My Beatles education comes from my husband. As a drummer, producer, and the biggest music nerd I’ve ever met, he’s constantly schooling me about the legendary imprint those fab four left on the world. I’m grateful for this and always trying to listen for another layer of genius each time I hear one of their songs.
Back to the other day...I had one of those “aha” moments in the car on my way back from Target. You ready for this?
We absolutely can’t entertain the creative process and perfectionism in the same room, let alone breathe. They are distinct enemies and hate each other’s guts.
Why? Creativity is messy and takes loads of courage and curiosity. Perfectionism depends on control and reeks of fear. Creativity requires letting go in order to trust a higher, more vulnerable process.

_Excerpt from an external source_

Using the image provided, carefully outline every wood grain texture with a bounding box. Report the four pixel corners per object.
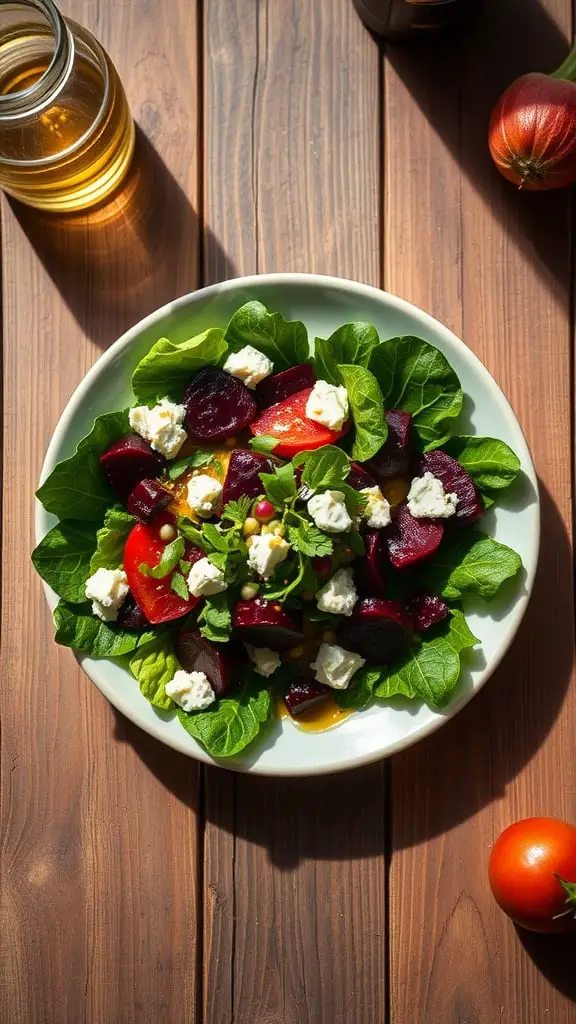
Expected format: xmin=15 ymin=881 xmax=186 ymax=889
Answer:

Perfectionism is an excuse we give ourselves as to why we stay stuck in the need for certainty. Really, it’s just a scared man’s game. There’s nothing virtuous or noble about perfectionism. It’s a total sham.

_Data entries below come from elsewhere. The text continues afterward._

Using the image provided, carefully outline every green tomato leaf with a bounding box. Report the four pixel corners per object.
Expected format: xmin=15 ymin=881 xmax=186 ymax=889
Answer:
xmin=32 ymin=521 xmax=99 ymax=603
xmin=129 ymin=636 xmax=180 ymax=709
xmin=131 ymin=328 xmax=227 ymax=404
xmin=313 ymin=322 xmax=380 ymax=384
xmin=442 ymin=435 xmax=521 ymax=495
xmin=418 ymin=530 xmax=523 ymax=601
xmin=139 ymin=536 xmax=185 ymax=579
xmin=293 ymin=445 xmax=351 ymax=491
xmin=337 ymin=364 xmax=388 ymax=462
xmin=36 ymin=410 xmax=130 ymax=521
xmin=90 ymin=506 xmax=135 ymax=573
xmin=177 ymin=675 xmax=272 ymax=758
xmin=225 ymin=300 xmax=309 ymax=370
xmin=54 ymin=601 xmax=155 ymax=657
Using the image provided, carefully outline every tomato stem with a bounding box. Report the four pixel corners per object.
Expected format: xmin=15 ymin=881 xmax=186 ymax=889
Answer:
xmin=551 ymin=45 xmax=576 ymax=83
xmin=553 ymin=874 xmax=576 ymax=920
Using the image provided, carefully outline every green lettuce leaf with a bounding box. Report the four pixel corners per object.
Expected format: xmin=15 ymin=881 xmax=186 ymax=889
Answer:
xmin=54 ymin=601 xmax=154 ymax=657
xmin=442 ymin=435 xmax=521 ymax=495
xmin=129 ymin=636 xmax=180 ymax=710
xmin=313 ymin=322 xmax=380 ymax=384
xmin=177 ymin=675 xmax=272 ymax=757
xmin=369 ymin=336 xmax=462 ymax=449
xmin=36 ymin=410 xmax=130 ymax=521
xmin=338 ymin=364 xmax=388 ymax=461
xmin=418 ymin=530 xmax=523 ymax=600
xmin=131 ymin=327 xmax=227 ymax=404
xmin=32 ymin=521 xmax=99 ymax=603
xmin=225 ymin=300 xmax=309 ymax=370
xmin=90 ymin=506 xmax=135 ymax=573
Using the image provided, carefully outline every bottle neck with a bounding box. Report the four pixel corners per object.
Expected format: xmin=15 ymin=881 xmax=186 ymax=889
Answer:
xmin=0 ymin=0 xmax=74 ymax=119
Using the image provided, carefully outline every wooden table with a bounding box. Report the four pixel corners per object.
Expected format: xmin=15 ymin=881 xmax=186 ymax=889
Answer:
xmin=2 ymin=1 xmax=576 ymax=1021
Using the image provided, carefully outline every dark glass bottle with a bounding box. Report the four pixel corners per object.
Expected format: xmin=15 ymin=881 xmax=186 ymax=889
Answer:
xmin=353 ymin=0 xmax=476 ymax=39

If you listen back to some of Bossa Nova’s most magical moments, you’ll undoubtedly find two central characters, Astrud Gilberto & Antonio Carlos Jobim (well three…Stan Getz). You know what you will not find? Autotune, a thing they use in modern music production that can take your tone deaf 82-year-old grandmother and make her sound like Brandi Carlisle. It’s like photoshopping a recording.
Guess what? There was no photoshopping the Beatle’s either. Despite their masterful, tight sound, what makes it so good and authentic is the quirky, jangly, and quintessential English flavor we know and love. It’s all them. As I listened to In My Life, a total favorite, I was reminded of the simple wizardry hidden all throughout. Likewise with Corcovado, a classic Getz/Gilberto tune. Both, in my estimation, are iconic complete with endearing pitchiness, that yummy analog warmth, and an energy that’s palpable—breathable.

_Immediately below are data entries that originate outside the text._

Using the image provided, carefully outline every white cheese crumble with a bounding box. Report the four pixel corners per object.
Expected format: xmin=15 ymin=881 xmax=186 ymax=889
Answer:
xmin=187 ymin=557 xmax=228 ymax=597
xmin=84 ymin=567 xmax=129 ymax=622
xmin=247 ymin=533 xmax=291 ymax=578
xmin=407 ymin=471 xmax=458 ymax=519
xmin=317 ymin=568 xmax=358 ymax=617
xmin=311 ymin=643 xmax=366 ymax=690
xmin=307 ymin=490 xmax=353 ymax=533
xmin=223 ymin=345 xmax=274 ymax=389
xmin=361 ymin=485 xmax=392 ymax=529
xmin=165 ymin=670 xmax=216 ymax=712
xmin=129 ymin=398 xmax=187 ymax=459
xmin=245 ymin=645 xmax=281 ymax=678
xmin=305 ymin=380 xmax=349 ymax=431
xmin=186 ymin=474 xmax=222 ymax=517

Anything worth doing is worth doing poorly. I’ve clung tightly to this mantra for years. If you are waiting to write the perfect book, give a pristine presentation, release a musical masterpiece, or develop the fanciest website for your business before you ever put yourself out there, you’ve already missed a great opportunity. It’s the opportunity to find your voice and begin using it despite the nervous, wobbly first couple hundred efforts. Also, it’s the opportunity to be known.
It’s true. You and I may never make jazz or rock n’ roll history. However, as human beings born to create (and yes, you are highly creative no matter what you think), we have a responsibility to live courageously in the direction of our dreams. It’s what separates us from animals—this ability to make up stories and all sorts of other stuff. It gives us meaning. It gives us purpose. Purpose, after all, is the opposite of depression, not happiness like we tend to assume.
The world doesn’t want your perfection, it wants you. Ask yourself what it is you would do, create, or be today if fear was not an option. What’s that treasure hidden deep inside you?
Got it? Go write it down. Every detail you can muster. You know what? You’re already one step closer. I dare you to take one more. Go fall flat on your face and get back up. Take another. That’s called courage. And that, my friend, is more than perfect…it’s everything.